Friday, 27 May 2016

Evolution: The Best Designer Of All Time?

Evolution did not produce this dog, but humans did change it a bit – through artificial selection, also known as animal breeding.





Joel Kontinen

"Evolution, to me, is the best designer of all time,” says Frances Arnold, Professor of Chemical Engineering at the California Institute of Technology (Caltech), who was recently awarded the Millennium Technology Prize for pioneering an approach Darwinians call directed evolution.

The name of this approach is an oxymoron. Darwin’s watchmaker is supposed to be blind, as Richard Dawkins would say.

The BBC explains what this is all about:

With her engineering background, Prof Arnold wanted to make new, useful, problem-solving proteins. So she took her cue from the way nature does the same thing.”

It’s a long way from nature to evolution. They’re definitely not the same thing. The amazing features we see in the animal kingdom look as if they are intelligently designed.

The obvious conclusion: they are.

But the BBC article goes on to quote professor Arnold:

"I looked at it and said, well, nature didn't actually design enzymes... How does this happen? You make mutations randomly, you look through a large number of things for the ones that have the properties you're interested in, then you repeat the process.

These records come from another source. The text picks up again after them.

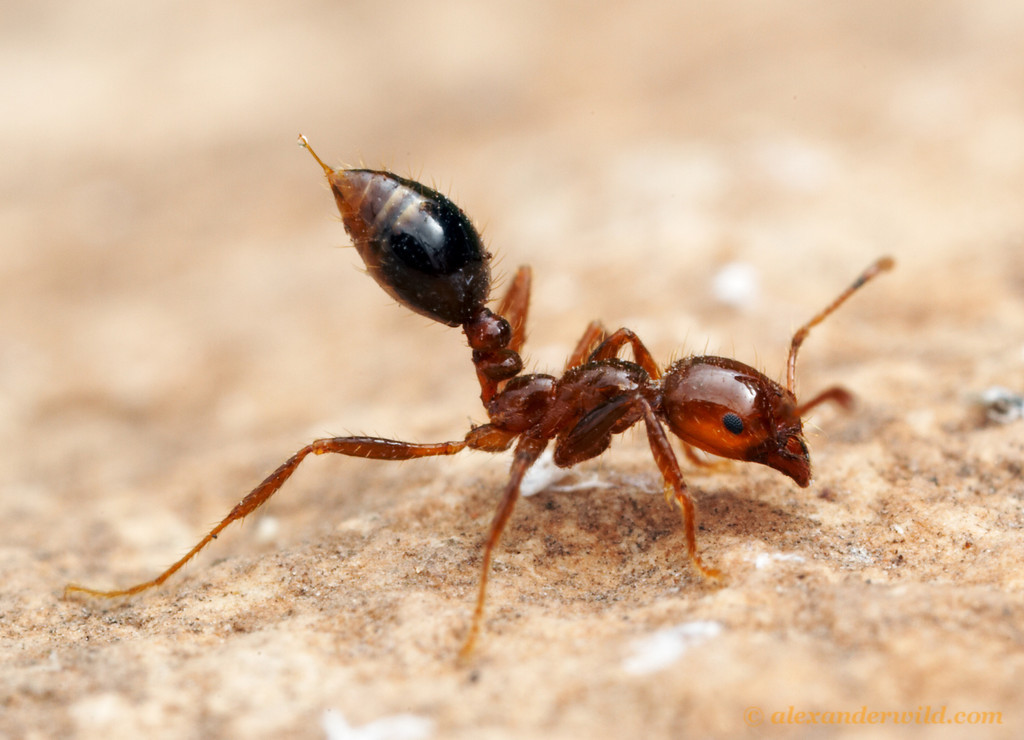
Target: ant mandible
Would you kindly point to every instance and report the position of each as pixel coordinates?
(425, 253)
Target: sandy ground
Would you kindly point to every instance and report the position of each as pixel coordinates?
(175, 320)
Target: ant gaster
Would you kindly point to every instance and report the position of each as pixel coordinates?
(425, 253)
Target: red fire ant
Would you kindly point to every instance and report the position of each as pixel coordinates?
(425, 253)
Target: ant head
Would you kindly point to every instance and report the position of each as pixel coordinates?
(728, 408)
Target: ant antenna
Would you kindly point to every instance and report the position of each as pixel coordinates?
(879, 266)
(304, 143)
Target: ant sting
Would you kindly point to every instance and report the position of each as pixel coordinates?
(424, 252)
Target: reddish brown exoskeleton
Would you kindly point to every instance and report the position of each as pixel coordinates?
(425, 253)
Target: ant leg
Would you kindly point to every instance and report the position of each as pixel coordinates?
(515, 305)
(372, 447)
(592, 336)
(837, 394)
(610, 346)
(526, 452)
(675, 487)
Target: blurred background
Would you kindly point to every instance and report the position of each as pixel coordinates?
(175, 318)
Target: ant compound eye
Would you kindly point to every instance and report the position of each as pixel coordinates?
(733, 423)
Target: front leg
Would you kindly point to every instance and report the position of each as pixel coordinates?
(675, 487)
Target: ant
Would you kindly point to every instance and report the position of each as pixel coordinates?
(424, 252)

This is a bit problematic, as mutations are hardly ever beneficial. And they might not even be random.

Prof. Arnold continues:

And you iterate, accumulating beneficial changes over multiple generations - pretty much like we've done for cats, dogs, cows, chickens, you name it."

There is a name for this: it’s called artificial selection, also known as animal breeding.

It is neither random nor Darwinian.

What Prof. Arnold does might be very beneficial, but it is definitely not directed evolution.

Evolutionists have tried to squirm away from what is obvious by proposing more or less bizarre solutions, for instance, that natural selection is akin to predestination, evolution is smart, complexity just happens or evolution was experimenting.

None of them address the serious drawbacks of neo-Darwinism.

Source:

Webb, Jonathan. 2016. Evolutionary engineer Frances Arnold wins €1m tech prize. BBC News (24 May).